Lowe served as a security guard at Parkrose High School to supplement his coaching duties. One morning he was responding to a teacher’s report of a missing student when 19-year-old Angel Granados-Diaz stepped in with a shotgun. What he did at that point was the instinctual action that proceeds from the heart, when you have no time to plan your actions but just to act as the person you’ve trained yourself to be.

“The door opens – I’m within arm’s length of the door, about 3 feet away from the door, and there’s a kid with a gun, a shotgun. In a fraction of a second, I analysed everything really fast.”

“I saw the look on his face, look in his eyes, looked at the gun, realised it was a real gun and then my instincts just took over. I lunged for the gun, put two hands on the gun. He had his two hands on the gun and obviously, the kids are running out of the classroom and screaming.”

Coach Lowe wrestled Angel to the ground and managed to pull the gun away. With the gun secure, he allowed Angel to get back up and led/pulled him out of the classroom. Security camera footage taken from the hallway shows the pair exiting together. What happened next is the most remarkable part of the story.


Coach Lowe explains his actions:

“I felt compassion for the kid, to be honest. I had a real-life conversation. Obviously, he broke down and I just wanted to let him know that I was there for him. I told him I was there to save him — I was there for a reason and that this is a life worth living.”

“It was emotional for him, it was emotional for me. In that time, I felt compassion for him. A lot of times, especially when you’re young, you don’t realize what you’re doing until it’s over.”

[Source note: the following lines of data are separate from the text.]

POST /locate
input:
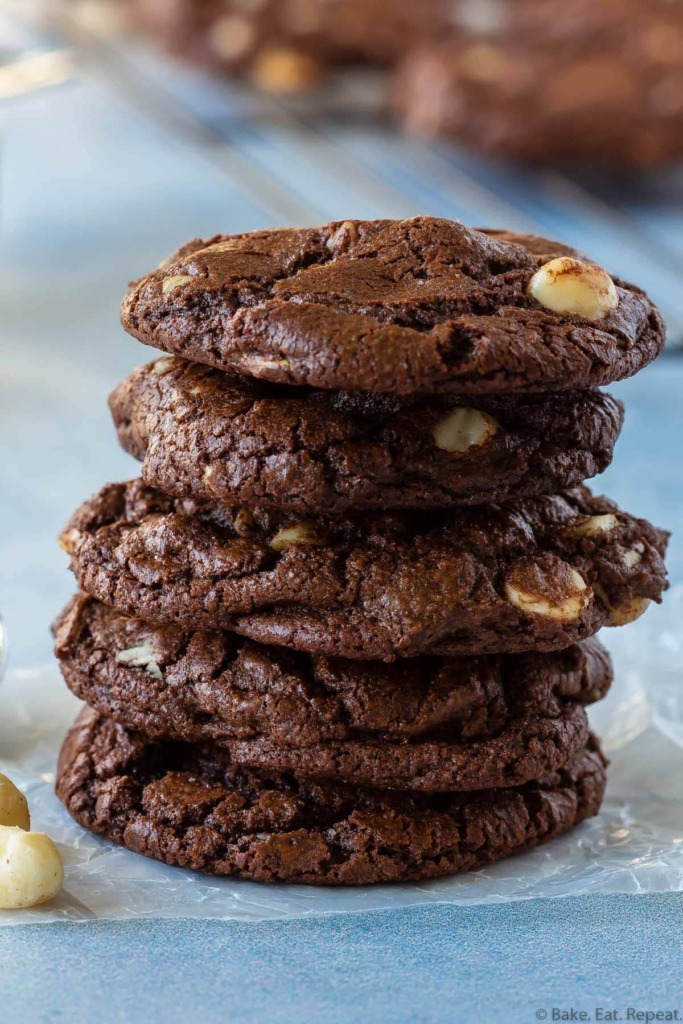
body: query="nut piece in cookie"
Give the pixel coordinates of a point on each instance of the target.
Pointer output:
(465, 428)
(566, 286)
(141, 656)
(298, 532)
(549, 588)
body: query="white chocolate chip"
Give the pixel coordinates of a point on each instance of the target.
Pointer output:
(257, 364)
(69, 541)
(299, 532)
(567, 285)
(634, 557)
(31, 868)
(161, 366)
(13, 806)
(464, 428)
(142, 656)
(245, 523)
(177, 281)
(629, 611)
(595, 525)
(345, 237)
(285, 71)
(552, 591)
(231, 37)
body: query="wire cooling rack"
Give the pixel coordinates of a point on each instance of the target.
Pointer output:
(338, 155)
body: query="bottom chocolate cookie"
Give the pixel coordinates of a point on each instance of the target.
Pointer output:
(187, 806)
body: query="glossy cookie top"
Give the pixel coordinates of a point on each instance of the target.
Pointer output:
(429, 724)
(209, 434)
(536, 574)
(423, 305)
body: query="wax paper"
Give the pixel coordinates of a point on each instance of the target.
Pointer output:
(634, 846)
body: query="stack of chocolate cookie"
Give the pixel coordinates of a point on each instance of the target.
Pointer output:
(342, 629)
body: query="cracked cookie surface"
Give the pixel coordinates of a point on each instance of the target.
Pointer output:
(428, 724)
(536, 574)
(208, 434)
(413, 306)
(187, 806)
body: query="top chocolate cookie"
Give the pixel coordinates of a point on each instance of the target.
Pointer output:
(422, 305)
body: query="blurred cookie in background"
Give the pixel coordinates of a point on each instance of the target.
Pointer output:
(553, 83)
(289, 45)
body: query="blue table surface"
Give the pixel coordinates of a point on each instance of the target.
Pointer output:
(427, 965)
(93, 194)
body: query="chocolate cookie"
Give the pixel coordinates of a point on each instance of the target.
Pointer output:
(188, 806)
(422, 305)
(433, 724)
(580, 82)
(537, 574)
(218, 436)
(287, 45)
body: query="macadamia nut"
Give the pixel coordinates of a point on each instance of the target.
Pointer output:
(464, 428)
(567, 285)
(13, 806)
(549, 588)
(143, 656)
(595, 525)
(177, 281)
(31, 868)
(299, 532)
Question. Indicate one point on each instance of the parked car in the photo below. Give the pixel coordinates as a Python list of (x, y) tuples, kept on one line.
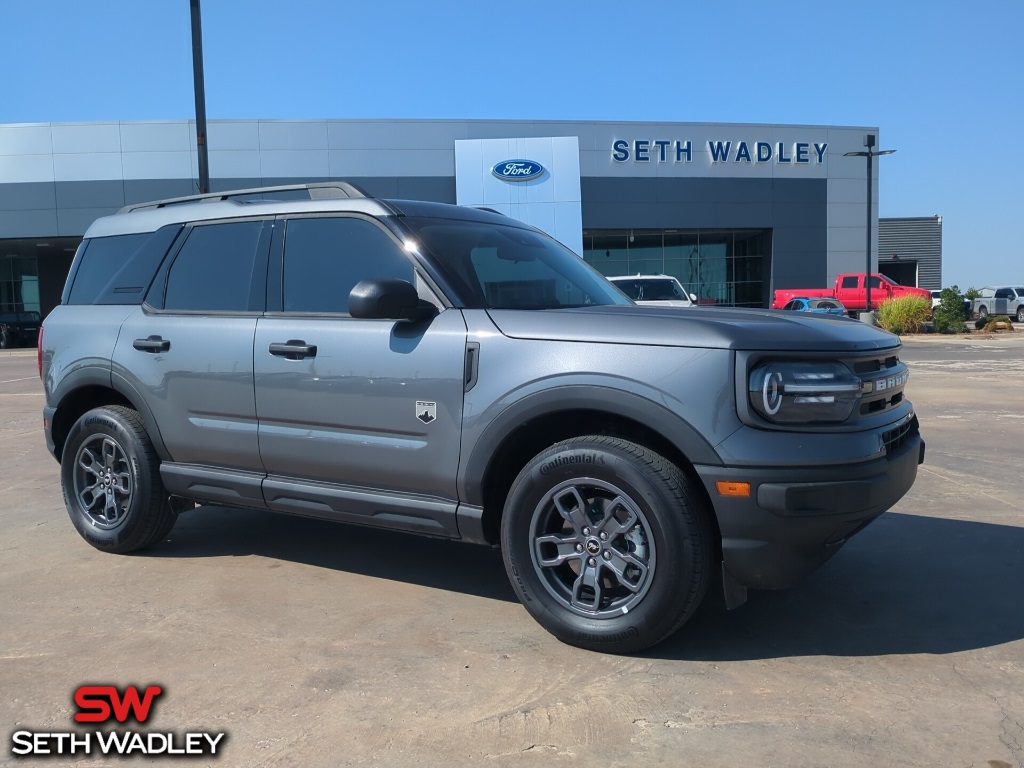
[(817, 305), (658, 290), (452, 372), (851, 289), (1001, 300), (18, 329)]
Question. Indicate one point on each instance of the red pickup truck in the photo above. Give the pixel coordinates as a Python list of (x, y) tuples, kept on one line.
[(850, 290)]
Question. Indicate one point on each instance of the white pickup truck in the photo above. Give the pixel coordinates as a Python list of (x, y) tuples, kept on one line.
[(998, 301)]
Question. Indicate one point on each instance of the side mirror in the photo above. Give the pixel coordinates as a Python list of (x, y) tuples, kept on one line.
[(387, 298)]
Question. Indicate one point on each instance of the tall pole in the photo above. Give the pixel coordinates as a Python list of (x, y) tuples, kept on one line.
[(869, 154), (867, 268), (204, 161)]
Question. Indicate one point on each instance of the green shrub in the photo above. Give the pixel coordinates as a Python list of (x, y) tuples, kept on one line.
[(989, 324), (904, 314), (948, 315)]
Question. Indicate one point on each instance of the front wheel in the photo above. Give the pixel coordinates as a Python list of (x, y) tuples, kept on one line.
[(110, 473), (605, 544)]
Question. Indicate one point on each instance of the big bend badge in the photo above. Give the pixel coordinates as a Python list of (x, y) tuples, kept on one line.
[(426, 411)]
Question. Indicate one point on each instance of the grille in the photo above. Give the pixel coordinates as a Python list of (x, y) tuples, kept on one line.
[(885, 378)]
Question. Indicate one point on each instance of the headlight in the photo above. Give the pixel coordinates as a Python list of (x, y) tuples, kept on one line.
[(804, 392)]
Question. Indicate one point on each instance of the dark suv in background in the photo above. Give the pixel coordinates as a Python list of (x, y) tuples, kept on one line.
[(18, 329), (455, 373)]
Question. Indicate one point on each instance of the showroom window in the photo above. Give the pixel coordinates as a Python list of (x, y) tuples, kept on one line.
[(726, 268)]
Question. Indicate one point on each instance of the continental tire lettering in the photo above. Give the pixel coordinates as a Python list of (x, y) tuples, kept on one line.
[(630, 633), (99, 420), (518, 580), (564, 461)]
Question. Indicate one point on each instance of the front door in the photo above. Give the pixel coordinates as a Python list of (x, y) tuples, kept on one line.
[(358, 419)]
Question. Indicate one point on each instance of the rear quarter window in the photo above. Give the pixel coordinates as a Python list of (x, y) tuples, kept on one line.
[(118, 269)]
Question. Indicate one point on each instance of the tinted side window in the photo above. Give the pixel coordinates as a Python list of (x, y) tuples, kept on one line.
[(101, 258), (213, 271), (326, 257)]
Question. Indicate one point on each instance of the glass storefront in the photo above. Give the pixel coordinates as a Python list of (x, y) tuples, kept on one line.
[(727, 267), (18, 284)]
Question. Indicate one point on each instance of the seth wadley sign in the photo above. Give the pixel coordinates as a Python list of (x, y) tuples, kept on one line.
[(666, 151)]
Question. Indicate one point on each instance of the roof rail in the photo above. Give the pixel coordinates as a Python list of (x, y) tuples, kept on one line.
[(317, 190)]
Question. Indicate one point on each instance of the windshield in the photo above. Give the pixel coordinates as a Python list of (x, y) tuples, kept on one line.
[(496, 266), (651, 289)]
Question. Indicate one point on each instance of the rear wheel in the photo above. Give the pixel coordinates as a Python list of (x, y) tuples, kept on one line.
[(110, 473), (605, 544)]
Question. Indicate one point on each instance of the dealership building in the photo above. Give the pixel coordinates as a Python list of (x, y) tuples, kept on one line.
[(732, 210)]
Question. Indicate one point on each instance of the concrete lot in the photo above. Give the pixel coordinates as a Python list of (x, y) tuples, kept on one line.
[(317, 644)]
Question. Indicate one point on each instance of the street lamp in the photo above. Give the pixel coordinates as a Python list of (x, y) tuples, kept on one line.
[(870, 154)]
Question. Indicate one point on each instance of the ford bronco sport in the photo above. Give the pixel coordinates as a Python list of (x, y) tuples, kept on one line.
[(452, 372)]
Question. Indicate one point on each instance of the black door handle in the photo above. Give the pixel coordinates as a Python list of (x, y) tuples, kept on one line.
[(293, 349), (152, 344)]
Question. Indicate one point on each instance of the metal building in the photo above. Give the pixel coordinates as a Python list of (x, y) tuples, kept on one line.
[(910, 251), (732, 210)]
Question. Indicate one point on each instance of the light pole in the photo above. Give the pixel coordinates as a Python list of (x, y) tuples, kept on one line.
[(870, 153), (204, 163)]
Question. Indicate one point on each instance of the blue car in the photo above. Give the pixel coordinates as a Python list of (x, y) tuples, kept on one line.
[(817, 305)]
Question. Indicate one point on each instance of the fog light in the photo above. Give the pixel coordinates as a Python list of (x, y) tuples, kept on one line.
[(732, 487)]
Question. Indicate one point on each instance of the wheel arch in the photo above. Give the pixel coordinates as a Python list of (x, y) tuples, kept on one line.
[(92, 391), (526, 428)]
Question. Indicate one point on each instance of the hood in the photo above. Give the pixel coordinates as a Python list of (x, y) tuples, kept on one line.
[(695, 327), (666, 302)]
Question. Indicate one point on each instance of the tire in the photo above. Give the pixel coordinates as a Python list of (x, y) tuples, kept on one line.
[(110, 474), (605, 544)]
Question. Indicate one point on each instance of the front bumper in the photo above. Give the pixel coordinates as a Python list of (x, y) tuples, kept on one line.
[(797, 517)]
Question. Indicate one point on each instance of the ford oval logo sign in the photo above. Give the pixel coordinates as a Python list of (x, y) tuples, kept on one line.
[(517, 170)]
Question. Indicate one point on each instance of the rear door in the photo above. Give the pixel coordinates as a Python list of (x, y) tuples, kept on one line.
[(188, 349), (363, 418)]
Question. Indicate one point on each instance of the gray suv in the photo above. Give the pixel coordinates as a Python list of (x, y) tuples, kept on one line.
[(455, 373)]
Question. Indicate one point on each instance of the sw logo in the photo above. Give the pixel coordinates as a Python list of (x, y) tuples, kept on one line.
[(101, 704), (97, 702)]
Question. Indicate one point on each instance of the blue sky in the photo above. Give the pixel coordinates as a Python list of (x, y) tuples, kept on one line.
[(942, 79)]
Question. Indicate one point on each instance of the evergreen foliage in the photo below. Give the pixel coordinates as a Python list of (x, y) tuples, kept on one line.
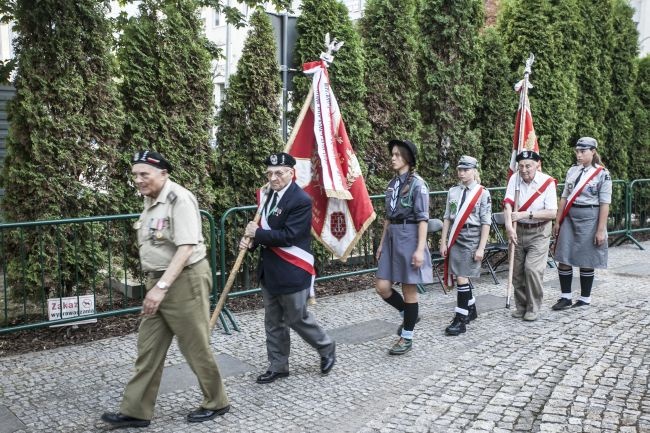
[(619, 134), (167, 91), (249, 118), (496, 111), (450, 80), (65, 123), (640, 145), (317, 18), (594, 71), (389, 30), (546, 29)]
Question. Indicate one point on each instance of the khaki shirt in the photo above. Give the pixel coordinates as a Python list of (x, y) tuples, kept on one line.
[(482, 212), (170, 220), (598, 190)]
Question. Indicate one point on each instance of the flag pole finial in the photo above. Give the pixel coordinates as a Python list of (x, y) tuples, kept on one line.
[(330, 48)]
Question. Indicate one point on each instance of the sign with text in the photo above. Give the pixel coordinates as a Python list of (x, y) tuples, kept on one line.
[(73, 306)]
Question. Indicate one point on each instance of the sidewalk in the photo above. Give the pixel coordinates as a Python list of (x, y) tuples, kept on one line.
[(570, 371)]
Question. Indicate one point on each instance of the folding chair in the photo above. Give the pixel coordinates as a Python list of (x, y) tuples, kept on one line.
[(498, 247), (434, 226)]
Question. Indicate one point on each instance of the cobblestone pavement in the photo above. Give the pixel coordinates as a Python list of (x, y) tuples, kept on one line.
[(570, 371)]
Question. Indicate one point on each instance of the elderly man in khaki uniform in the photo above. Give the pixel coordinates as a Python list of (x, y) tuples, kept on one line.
[(179, 279)]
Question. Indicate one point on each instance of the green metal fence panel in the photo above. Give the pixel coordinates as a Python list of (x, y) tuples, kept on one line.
[(48, 261)]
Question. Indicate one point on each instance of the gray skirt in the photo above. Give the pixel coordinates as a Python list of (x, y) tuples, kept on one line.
[(461, 254), (575, 243), (395, 261)]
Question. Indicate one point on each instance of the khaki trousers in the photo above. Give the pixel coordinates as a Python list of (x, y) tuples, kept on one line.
[(530, 261), (185, 313)]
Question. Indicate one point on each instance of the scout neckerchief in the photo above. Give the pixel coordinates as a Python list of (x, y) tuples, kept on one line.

He had used force to stop the young man from using the gun, to stop anyone from getting hurt. But it was not the violent force that comes from judgment and condemnation. It was not the force which disregards another human’s life. Coach Lowe used force with compassion, out of the desire that everyone make it out alive, because every life is worth living. That is why he embraced him, calmed him, counseled him, and treated him like another human being in a desperate time.

Though it was impossible to know at the time, in retrospect it appears that Angel was only planning to kill himself. He did not intend to put other students in danger but suffered from social anxiety and had became distraught when his girlfriend broke up with him. Of course, it is true that when you are brandishing a loaded gun the unintended consequences can be severe.

But even if Angel’s life was the only life Coach Lowe saved that day, that life was worth saving.

There are other ways beyond force that can disrupt violence. In the past I’ve shared stories about a dinner party that stopped an armed thief with hospitality, what one woman did to take control of the situation when an intruder broke into her bedroom, and how a school employee convinced an active shooter to turn himself in. There are people who feel they are physically unable to stop violence with force and must use other means, including Peregrine who described how she “gets in the way” instead.

But force can be used. I’ve done my best to read Jesus’s teachings and the New Testament in full on this issue. The important aspect is not whether or not you use force. The most important question is, did you act in love? Was your response the most loving thing possible for all involved? And second but also essential, did you act without judgment? Did you choose to condemn the soul of another, treat their life as if it was expendable, or did you withhold that judgment as God’s alone?

Of course, those questions are a bit abstract. Watch the video of Coach Lowe embracing the young man who only seconds earlier had entered the room with a shotgun, hear his thoughts about that moment, and you can feel what love for another person in a crisis can be.